16. Hukuk Dairesi Esas No: 2018/1793 Karar No: 2020/5241 Karar Tarihi: 16.11.2020
Yargıtay 16. Hukuk Dairesi 2018/1793 Esas 2020/5241 Karar Sayılı İlamı
Özet:
Davacı, Sivas/Merkez köyü çalışma alanında bulunan ve kadastro sırasında haritasında yol olarak gösterilen taşınmaz bölümünün, maliki bulunduğu 147 ada 5 ve 11 parsel sayılı taşınmazların bir devamı niteliğinde olduğu iddiasıyla adına tescili istemiyle dava açmıştır. Mahkeme, yasa gereği tescil harici bırakılan yerler hakkında dava açma hakkını sınırlayan bir düzenleme olmadığından davacıya nizai konusu bölümün tespit gününden önce yol olmadığını ve yararına zilyetlik yoluyla kazanma koşullarının gerçekleştiğini ispatlama imkanı verilmesi gerektiğine hükmetmiştir. Dava TMK'nın 713/1, 3402 sayılı Kadastro Kanunu'nun 14 ve 17. maddelerine dayalı olarak açılan tapusuz taşınmazın tescili isteğine ilişkindir. Ancak Mahkemece, yasal ilanlar yapılmadan yazılı olduğu şekilde davanın esası hakkında karar verilmesi isabetsiz görülmüştür ve hükmün BOZULMASINA karar verilmiştir. Yukarıda bahsedilen kanun maddelerine göre kadastroca tescil harici bırakılan yerler için açılan tescil davalarında keşif sonucu elde edilen belgelerin yöntemine uygun bir biçimde ilan edilmesi ve yasal sürelerin dolmasının beklenilmesi gerektiği belirtilmiştir.

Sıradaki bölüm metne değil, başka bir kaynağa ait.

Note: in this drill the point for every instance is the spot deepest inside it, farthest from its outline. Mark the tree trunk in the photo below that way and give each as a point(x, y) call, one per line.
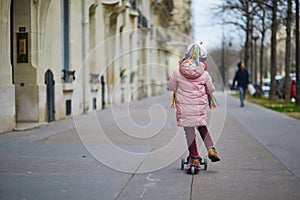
point(288, 52)
point(261, 60)
point(273, 51)
point(248, 27)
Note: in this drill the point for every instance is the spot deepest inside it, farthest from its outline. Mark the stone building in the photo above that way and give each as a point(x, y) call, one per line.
point(66, 57)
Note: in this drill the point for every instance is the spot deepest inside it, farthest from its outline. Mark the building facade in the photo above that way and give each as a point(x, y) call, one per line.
point(64, 57)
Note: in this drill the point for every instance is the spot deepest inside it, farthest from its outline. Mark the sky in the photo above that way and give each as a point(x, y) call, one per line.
point(205, 29)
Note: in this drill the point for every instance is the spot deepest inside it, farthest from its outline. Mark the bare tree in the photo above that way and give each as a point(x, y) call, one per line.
point(240, 14)
point(288, 51)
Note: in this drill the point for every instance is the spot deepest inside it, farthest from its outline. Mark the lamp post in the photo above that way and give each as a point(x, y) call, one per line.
point(255, 38)
point(297, 55)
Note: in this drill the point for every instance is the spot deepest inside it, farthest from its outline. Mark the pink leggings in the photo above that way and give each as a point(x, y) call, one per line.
point(191, 139)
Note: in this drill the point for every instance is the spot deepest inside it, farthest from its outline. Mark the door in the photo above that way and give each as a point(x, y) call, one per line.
point(49, 81)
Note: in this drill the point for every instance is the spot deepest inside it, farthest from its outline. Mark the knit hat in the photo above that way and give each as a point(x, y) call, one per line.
point(196, 52)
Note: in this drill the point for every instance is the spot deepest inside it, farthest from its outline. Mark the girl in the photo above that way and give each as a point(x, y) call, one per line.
point(193, 86)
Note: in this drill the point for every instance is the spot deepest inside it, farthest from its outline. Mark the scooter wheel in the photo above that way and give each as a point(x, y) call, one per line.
point(193, 170)
point(205, 164)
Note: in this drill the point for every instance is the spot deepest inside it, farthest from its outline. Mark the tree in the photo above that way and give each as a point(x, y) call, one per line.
point(288, 51)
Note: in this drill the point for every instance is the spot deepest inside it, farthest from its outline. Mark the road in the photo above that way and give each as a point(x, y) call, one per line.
point(133, 151)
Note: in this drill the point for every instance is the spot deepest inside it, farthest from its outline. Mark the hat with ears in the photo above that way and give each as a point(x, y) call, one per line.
point(196, 51)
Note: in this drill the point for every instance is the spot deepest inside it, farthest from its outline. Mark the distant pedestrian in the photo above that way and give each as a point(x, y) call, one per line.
point(192, 85)
point(242, 79)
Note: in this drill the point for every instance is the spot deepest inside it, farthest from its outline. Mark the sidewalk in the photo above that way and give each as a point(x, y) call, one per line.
point(133, 152)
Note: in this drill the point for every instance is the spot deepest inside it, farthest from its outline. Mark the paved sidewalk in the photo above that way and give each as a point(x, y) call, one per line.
point(133, 152)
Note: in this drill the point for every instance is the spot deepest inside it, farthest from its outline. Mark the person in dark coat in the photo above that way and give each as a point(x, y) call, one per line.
point(242, 79)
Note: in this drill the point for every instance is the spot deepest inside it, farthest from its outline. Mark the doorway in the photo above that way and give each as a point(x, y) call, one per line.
point(49, 81)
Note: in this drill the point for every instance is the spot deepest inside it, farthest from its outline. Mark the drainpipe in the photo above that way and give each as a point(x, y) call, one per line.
point(85, 32)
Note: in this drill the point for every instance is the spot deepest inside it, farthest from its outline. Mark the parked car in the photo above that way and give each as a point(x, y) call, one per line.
point(267, 85)
point(292, 87)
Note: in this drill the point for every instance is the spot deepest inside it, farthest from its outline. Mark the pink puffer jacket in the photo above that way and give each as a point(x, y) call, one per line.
point(191, 84)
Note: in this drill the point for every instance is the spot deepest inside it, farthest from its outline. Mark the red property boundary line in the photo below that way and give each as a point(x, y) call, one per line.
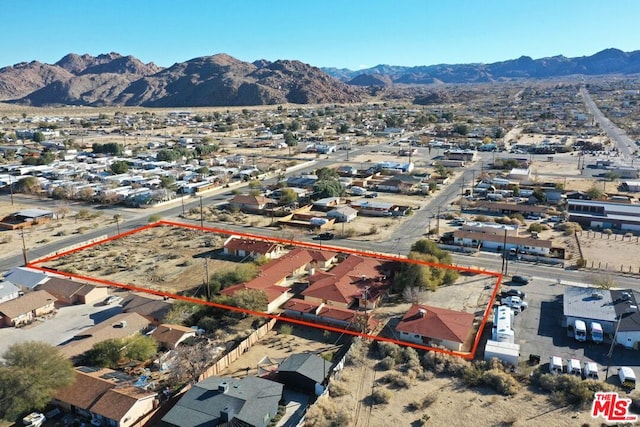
point(377, 255)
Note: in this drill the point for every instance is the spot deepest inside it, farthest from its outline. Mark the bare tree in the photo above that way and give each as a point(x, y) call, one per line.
point(190, 361)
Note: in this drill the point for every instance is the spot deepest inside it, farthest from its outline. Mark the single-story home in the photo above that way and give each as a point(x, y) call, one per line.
point(305, 372)
point(104, 396)
point(121, 325)
point(8, 291)
point(217, 401)
point(25, 309)
point(72, 292)
point(434, 326)
point(343, 214)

16. Hukuk Dairesi 2018/1793 E. , 2020/5241 K.
"İçtihat Metni"
MAHKEMESİ :ASLİYE HUKUK MAHKEMESİ
Taraflar arasında görülen dava sonucunda verilen hükmün Yargıtay"ca incelenmesi istenilmekle; temyiz isteğinin süresinde olduğu anlaşıldı, inceleme raporu ve dosyadaki belgeler okundu, GEREĞİ GÖRÜŞÜLDÜ: Davacı ..., Sivas/Merkez ... Köyü çalışma alanında bulunan ve kadastro sırasında haritasında yol olarak gösterilen taşınmaz bölümünün, maliki bulunduğu 147 ada 5 ve 11 parsel sayılı taşınmazların devamı niteliğinde olduğu iddiasıyla, adına tescili istemiyle dava açmıştır. Mahkemece, "Yasa"da tescil harici bırakılan yerler hakkında kadastro öncesi sebeplere dayanarak dava açma hakkını sınırlayan bir düzenleme öngörülmediğine göre, davacıya niza konusu bölümün tespit gününden önce yol olmadığını ve yararına zilyetlik yoluyla kazanma koşullarının gerçekleştiğini ispatlama imkanı verilmesi" gereğine değinen bozma ilamına uyularak yapılan yargılama sonunda davanın kabulüne, 17.07.2017 tarihli fen bilirkişi raporunda mavi ile çizilen 105,28 metrekarelik bölümün davacı adına tapuya kayıt ve tesciline karar verilmiş; hüküm, davalı Hazine vekili tarafından temyiz edilmiştir. Dava; 4721 sayılı TMK"nın 713/1, 3402 sayılı Kadastro Kanunu"nun 14 ve 17. maddelerine dayalı olarak açılan tapusuz taşınmazın tescili isteğine ilişkindir. Kadastroca tescil harici bırakılan yerler için açılan tescil davalarında TMK’nın 713/4 ve 5. fıkraları gereğince keşif sonucu elde edilen bilirkişinin rapor ve krokisine göre gerekli ilanların yöntemine uygun bir biçimde yapılması, yasal 3 aylık sürenin dolmasının beklenilmesi ve ilanın yapıldığı gazete ile ilan tutanaklarının dosya arasına konulması gerekir. Hal böyle olunca; Mahkemece, yasal ilanlar yapılmadan yazılı olduğu şekilde davanın esası hakkında karar verilmesi isabetsiz olup, temyiz itirazları açıklanan nedenlerle yerinde bulunduğundan kabulüyle hükmün BOZULMASINA, bozma nedenine göre sair hususların şimdilik incelenmesine yer olmadığına, yasal koşullar gerçekleştiğinde kararın tebliğinden itibaren 15 gün içinde karar düzeltme yolu açık olmak üzere, 16.11.2020 gününde oybirliği ile karar verildi.